Thursday, April 3, 2014

Teaching in the Trenches

   
Another good but emotionally-challenging day in the trenches of teaching at-risk youth. I overheard a student tell another teacher that his mother was an addict and used to put cocaine in his baby bottle.
On my planning period, I read through some pages of their autobiographies and took in an account of a drive-by shooting. The sweet, quiet girl in the back of the room has witnessed more bloodshed and bodies scattered on the floor than some cops I know. 
I did a writing blitz day where I kept my class writing, in various activities, for 90 minutes, and in one of the activities, I had these stations with writing prompts on them. The kids rotated and wrote for three minutes on each poster. The one about fighting was twice as full as the one about kissing. I commented on that, and a student said, "Guess there's a lot more violence than love." 

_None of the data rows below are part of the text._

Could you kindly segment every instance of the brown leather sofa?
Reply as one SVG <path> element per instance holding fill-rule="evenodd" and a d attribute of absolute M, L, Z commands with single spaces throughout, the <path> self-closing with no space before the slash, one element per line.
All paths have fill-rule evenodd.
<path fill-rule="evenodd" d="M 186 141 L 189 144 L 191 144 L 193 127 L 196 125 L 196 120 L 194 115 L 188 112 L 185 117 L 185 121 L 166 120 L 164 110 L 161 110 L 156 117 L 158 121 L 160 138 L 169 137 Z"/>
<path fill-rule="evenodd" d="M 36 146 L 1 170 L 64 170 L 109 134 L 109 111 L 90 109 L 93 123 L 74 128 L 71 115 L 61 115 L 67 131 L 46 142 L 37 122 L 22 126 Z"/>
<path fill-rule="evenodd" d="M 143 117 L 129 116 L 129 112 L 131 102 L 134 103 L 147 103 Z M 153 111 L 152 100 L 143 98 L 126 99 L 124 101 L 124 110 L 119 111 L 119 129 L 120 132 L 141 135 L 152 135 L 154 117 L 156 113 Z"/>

   One of the comments on the "Learning to Kiss" poster said, "Ask a whore." I said, "Did any of you learn to kiss by watching movies?" And one responded, "You mean like porn?" Uh.. no that's not what I meant. One student asked, "Which fight should I write about, the one yesterday or the one last week?" 

     Before class, I stopped "R," who I adore but who is extremely sarcastic and delights in trying to get me off task or rattle me. Yesterday, it was, "Miss! What'd you do to your hair? Have you lost weight? You look skinny. What's different about you? You look really pretty today--do you have a date after school?"  I looked him in the eyes and I said, "R", maybe you and I should start today's class with a hug. Whaddya think?" And he leaned in and said, "I think we should start EVERY class with a hug." I melted, threw my arm around that boy and hugged him. Class went smooth as glass. 
Now I know. Hug "R" every-single-day. 

For many high risk students, spring is a semester full of anxiety. They leave the security of a structured school day with mentors who pour into their lives and hold them accountable, two hot meals, friends, and support, and they have to live through an entire summer without some of those things. No structure, no schedule; for many of them, it's the law of the street. It's especially frightening for seniors. Graduation should be a time of liberation and independence, but for some kids, it's a sentence.  

If only a hug took care of all of them. I think of that starfish the boy in the story threw back. "It matters to that one," and I know that a hug, while it may not be much, mattered to that one, and for today, that's what I can do. Tomorrow is another day.